La vie de tous les jours faisait appel à de nombreux corps de métier. Madame Chabert précise qu’à la campagne, la convivialité était de mise et que lorsqu’un voisin partait au village pour s’approvisionner, par exemple, en charbon, il n’hésitait pas à en ramener pour partager avec ceux qui n’avaient pas l’occasion de se déplacer. Les gens se rendaient énormément service pour se faciliter la vie.

En campagne, ce sont les marchands qui se déplaçaient ! Madame Nan se rappelle de certains annonçant leur arrivée à coups de tambour. Le voisinage se précipitait à leur rencontre pour faire leurs achats.

Habitant en Algérie, Madame Navaro explique que chaque jour, les vendeurs de bois, les lingères et autres passaient pour proposRMN75271CEer leur service.

Pour Madame Rayo, c’est le métier de sténodactylo auquel elle pense quand nous parlons de métier disparu. Les nouveautés technologiques ont forcément modifié notre façon de travailler.

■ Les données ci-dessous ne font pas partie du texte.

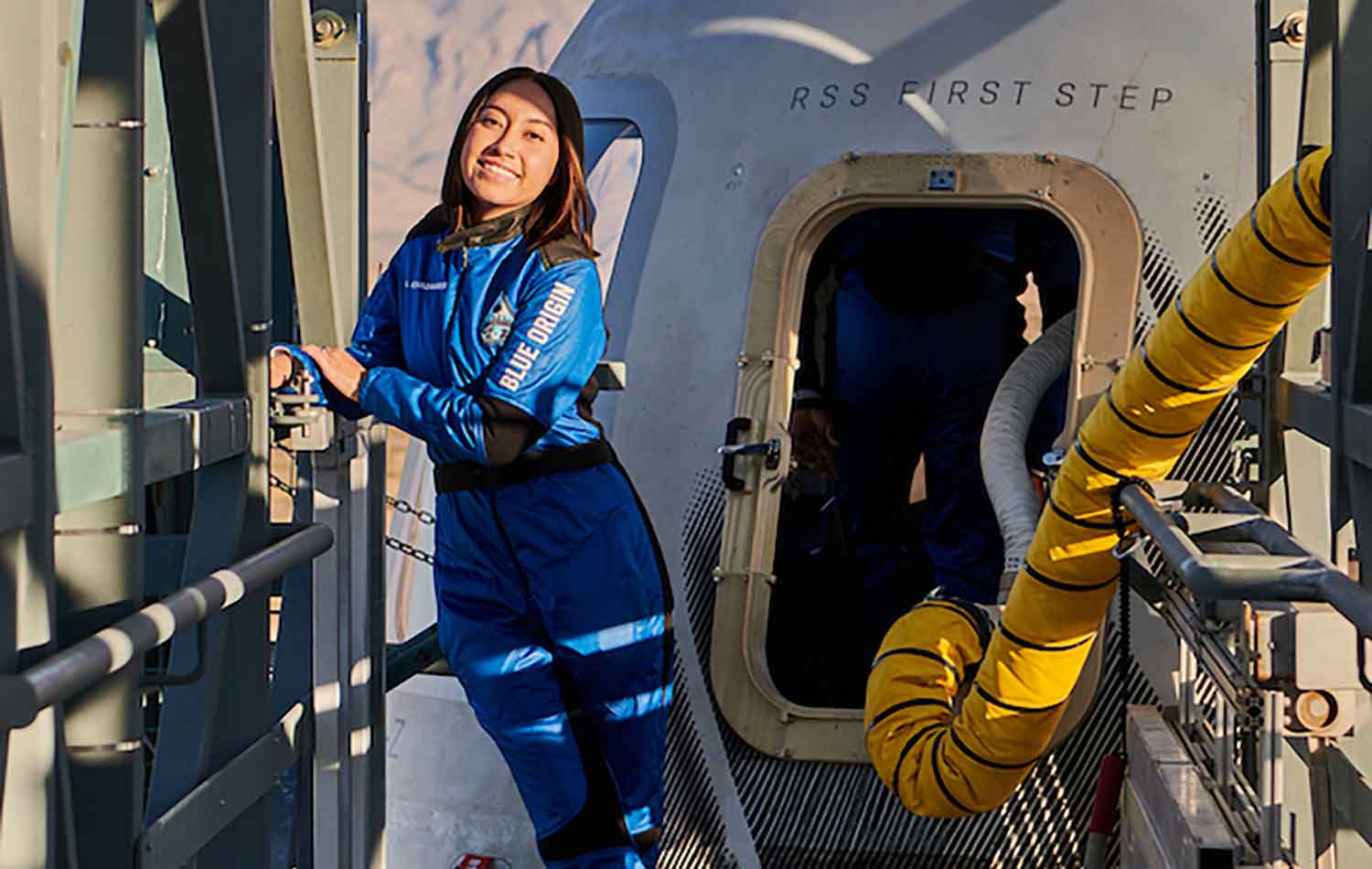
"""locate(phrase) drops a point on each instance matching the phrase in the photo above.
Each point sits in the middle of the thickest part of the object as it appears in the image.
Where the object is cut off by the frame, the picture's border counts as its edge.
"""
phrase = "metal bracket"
(301, 422)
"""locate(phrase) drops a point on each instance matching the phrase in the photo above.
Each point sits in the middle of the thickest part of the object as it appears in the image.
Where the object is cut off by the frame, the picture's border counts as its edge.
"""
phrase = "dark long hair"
(564, 208)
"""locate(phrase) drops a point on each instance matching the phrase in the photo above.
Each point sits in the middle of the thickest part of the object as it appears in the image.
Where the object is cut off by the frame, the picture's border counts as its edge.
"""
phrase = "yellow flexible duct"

Puis, lorsque nous les poussons un petit peu, les résidentes nous parlent de métiers que nous n’aurions pas imaginés : Livreur de pains de glace, de lait, de charbon… Les maisons étaient équipées pour recevoir l’or noir par des trappes. Il y avait aussi les allumeurs de réverbères ! Chaque soir et chaque matin, cet homme passait avec sa perche pour allumer ou éteindre la source de lumière. Le maraîcher possédait son magasin mais défilait également de maison en maison pour vendre fruits et légumes. Madame Goutelle se rappelle des bruits de clochettes qui annonçaient son arrivée.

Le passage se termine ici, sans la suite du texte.